Setelah makan, Qin Feng langsung menuju ke paviliun tepi danau.

Setelah memikirkannya dengan cermat, dia menyadari bahwa dia cukup sering mencari Liu Jianli akhir-akhir ini, dan percakapan mereka semakin meningkat. Tampaknya memecahkan kebekuan hanya masalah waktu, pikir Qin Feng dengan sedikit kepuasan diri.

Di paviliun tepi danau, Lan Ningshuang tidak ada di sana, mungkin sedang makan malam. Hanya sosok putih cantik yang tersisa.

Sayangnya, cahaya bulan malam ini redup, dan dia tidak bisa melihat profil indahnya dengan jelas.

Qin Feng mendekati kolam dan mengusulkan ide untuk menonton pertunjukan bersama, tetapi tidak mengherankan, ide itu ditolak.

“Memecahkan kebekuan bukanlah sesuatu yang bisa dilakukan dalam sehari,” Qin Feng menyeringai.

Yah, bagaimanapun juga, hasilnya sesuai dengan ekspektasinya.

“Ini, ambillah.” Qin Feng mengeluarkan sosok gula dari cincin penyimpanan dan menyerahkannya.

Si cantik menoleh, sedikit mengangkat kepalanya. Leher yang murni dan halus, serta tulang selangka yang terlihat samar-samar di bawah kerah putih, membuat hati Qin Feng bergetar tanpa sadar.

Liu Jianli memandangi sosok gula yang menyerupai wanita cantik, memegang pedang di tangannya, berdiri di atas awan. Secercah cahaya muncul di matanya, seolah mengingat masa lalu.

Lengan batu giok yang indah itu terulur, mengambil patung gula itu, dan bibir merahnya terbuka dengan ringan, "Terima kasih."

"Hmm." Qin Feng tidak berlama-lama. Setelah beberapa patah kata, dia mengucapkan selamat tinggal, karena dia masih harus pergi keluar bersama keluarganya untuk menonton pertunjukan.

Di paviliun tepi danau, Liu Jianli melihat sosok gula di tangannya, melamun. Setelah sekian lama, dia menjulurkan lidahnya dan menjilatnya dengan ringan. Rasanya manis, rasa yang belum pernah dia rasakan sebelumnya.

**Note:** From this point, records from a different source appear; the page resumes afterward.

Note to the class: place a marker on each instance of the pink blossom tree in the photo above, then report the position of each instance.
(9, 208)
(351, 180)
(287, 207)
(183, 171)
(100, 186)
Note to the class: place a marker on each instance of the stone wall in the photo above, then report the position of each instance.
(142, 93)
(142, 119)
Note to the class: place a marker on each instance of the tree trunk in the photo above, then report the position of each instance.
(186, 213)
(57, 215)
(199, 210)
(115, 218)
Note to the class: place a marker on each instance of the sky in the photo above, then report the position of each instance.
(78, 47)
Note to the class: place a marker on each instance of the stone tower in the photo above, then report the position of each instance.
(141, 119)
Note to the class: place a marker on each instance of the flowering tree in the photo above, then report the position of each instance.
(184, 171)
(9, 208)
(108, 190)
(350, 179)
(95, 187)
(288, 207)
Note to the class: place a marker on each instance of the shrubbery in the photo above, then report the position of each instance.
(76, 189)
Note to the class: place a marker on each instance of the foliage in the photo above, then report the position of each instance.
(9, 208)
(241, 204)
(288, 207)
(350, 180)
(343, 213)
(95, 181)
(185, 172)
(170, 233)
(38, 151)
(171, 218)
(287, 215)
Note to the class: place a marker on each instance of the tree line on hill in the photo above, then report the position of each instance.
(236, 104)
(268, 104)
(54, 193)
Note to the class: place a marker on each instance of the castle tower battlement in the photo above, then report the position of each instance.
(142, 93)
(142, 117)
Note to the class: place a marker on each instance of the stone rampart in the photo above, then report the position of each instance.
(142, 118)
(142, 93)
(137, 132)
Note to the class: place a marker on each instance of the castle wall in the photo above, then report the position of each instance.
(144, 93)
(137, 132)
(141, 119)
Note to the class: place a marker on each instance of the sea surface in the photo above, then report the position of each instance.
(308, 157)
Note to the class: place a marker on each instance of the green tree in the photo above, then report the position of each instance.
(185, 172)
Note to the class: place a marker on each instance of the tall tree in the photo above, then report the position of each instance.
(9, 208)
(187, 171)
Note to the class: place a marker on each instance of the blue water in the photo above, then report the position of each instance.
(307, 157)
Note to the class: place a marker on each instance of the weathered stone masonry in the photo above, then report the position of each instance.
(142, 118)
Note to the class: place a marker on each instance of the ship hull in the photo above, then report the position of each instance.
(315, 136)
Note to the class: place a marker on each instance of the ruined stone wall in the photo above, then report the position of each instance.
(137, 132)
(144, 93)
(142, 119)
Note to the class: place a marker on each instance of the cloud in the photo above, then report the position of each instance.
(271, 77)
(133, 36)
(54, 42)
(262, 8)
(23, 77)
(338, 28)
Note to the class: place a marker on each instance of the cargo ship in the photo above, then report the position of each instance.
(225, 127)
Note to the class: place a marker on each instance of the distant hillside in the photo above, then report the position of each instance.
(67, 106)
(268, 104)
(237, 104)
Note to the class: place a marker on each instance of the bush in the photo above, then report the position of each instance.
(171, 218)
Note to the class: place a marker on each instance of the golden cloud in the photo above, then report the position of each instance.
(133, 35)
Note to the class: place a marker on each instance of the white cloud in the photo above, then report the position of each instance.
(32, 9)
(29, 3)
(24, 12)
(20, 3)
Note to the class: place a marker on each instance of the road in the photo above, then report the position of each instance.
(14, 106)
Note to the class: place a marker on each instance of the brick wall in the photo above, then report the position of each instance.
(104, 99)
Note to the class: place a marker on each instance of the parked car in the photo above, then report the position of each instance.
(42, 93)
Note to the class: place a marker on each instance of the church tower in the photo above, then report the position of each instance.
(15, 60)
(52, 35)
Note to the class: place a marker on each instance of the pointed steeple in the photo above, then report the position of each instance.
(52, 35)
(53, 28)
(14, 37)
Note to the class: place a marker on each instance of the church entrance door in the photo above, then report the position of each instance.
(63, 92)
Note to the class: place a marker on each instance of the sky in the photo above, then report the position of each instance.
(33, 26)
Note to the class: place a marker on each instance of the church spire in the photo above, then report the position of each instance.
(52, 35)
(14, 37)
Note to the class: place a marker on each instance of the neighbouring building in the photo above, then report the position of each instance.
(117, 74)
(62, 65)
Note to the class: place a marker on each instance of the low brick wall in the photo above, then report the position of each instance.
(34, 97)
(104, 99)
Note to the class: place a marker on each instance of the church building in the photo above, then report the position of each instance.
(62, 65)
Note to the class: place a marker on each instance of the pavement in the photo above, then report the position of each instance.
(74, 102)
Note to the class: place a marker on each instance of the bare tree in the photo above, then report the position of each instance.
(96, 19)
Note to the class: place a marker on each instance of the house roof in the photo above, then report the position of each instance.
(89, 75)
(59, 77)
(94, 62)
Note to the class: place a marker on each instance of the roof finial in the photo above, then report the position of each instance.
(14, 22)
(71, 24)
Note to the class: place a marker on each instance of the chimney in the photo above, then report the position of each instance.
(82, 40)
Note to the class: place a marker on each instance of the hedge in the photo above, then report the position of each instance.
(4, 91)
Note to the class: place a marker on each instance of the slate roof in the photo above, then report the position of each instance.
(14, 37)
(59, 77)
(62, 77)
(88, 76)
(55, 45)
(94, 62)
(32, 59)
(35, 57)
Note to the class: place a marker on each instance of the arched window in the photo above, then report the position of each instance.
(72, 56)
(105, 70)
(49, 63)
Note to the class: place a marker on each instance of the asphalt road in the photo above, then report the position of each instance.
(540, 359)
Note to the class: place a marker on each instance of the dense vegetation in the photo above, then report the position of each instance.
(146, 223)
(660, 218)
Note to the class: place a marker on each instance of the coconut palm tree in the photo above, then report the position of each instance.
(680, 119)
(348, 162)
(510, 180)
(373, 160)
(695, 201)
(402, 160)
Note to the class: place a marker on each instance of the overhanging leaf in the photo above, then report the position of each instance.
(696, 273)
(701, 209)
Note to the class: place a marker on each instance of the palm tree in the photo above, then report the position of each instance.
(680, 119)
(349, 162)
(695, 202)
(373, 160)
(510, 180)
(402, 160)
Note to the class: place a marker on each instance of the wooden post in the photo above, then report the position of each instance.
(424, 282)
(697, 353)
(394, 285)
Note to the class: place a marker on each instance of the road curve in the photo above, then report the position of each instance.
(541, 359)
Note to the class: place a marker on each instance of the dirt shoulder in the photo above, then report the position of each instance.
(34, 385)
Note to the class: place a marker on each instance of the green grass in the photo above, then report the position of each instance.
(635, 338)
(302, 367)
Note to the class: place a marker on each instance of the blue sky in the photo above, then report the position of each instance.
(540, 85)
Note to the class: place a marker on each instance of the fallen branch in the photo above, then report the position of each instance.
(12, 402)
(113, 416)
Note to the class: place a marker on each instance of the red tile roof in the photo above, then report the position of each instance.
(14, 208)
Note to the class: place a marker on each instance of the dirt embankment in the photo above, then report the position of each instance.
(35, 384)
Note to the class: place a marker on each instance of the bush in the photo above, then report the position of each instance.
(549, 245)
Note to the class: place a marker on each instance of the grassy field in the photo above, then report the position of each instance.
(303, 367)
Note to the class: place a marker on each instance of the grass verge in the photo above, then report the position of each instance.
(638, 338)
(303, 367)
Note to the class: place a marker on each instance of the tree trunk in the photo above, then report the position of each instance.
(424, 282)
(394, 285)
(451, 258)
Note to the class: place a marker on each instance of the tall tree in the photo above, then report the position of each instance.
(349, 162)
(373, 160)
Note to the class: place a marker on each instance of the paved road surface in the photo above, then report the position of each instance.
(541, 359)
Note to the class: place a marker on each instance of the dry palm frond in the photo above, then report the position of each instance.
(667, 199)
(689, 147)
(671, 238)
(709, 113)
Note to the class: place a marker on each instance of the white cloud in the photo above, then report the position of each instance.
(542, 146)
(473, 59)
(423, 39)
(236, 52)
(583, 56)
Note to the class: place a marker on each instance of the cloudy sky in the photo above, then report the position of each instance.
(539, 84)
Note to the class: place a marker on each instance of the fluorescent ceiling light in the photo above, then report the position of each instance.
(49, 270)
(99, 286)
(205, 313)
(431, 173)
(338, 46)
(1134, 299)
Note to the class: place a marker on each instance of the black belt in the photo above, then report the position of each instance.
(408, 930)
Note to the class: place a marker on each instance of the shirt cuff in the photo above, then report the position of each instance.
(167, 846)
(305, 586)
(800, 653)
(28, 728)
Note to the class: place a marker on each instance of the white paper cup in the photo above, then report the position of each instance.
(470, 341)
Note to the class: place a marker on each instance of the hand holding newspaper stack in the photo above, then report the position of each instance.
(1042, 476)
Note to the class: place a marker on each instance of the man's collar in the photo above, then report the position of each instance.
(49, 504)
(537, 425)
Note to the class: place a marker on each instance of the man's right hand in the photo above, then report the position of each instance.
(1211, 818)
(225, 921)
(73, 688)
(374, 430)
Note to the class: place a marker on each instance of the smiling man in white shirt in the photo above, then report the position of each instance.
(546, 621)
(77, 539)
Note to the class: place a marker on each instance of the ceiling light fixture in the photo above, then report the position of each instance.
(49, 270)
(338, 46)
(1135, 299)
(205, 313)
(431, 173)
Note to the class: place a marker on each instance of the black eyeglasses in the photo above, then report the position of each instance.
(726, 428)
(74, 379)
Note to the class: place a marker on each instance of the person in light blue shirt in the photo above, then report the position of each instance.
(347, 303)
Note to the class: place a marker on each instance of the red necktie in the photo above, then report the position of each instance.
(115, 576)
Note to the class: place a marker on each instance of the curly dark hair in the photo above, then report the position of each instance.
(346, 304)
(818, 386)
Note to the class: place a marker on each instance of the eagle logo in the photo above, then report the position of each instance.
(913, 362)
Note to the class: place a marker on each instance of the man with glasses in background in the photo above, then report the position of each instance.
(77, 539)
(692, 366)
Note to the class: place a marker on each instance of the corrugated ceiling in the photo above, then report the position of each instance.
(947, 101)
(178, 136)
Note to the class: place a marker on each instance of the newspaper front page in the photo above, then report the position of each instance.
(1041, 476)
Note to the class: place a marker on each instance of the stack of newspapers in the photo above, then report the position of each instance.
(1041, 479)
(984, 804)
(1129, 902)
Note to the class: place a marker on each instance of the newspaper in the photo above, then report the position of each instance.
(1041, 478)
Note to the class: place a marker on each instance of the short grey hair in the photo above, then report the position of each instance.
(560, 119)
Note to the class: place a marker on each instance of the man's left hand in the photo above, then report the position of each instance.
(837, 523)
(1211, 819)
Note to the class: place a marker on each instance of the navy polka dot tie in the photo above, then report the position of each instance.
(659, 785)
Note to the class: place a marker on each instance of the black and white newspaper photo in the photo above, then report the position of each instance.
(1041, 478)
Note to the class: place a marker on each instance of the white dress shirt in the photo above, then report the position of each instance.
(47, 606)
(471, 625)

Di masa lalu, dia hanya fokus pada kultivasi dan ilmu pedang, bahkan setelah memasuki Sekte Pedang Segudang.

Baginya, kultivasi dan pedang adalah segalanya.

Jadi, ketika dia gagal menerobos dan menjadi lumpuh, sepertinya tidak ada apa pun di dunia ini yang menyentuh hatinya.

Tapi datang ke kota kecil terpencil ini, ke keluarga Qin, setelah bertemu dengannya…

Tampaknya, segalanya telah berubah.

Hati yang lama terdiam menimbulkan riak.

"Merindukan." Lan Ningshuang memasuki paviliun tepi danau dan berhenti ketika dia melihat patung gula di tangannya, mengetahui bahwa Tuan Muda baru saja berada di sini.

Melihat Liu Jianli dengan ringan menjilati patung gula itu, wajah Lan Ningshuang menunjukkan ekspresi penyesalan. Enak sekali, apakah memang harus dimakan?

Untungnya, setelah beberapa saat, Liu Jianli meletakkan angka gula itu.

"Kondensasi."

“Ada apa, Nona?”

“Bantu aku menyimpannya.”

"Oke." Lan Ningshuang memasukkan patung gula ke dalam liontin giok spasial, menunjukkan ekspresi gembira di wajahnya.

Dia memperhatikan bahwa Nona menjadi agak berbeda, dan itu semua berkat Tuan Muda.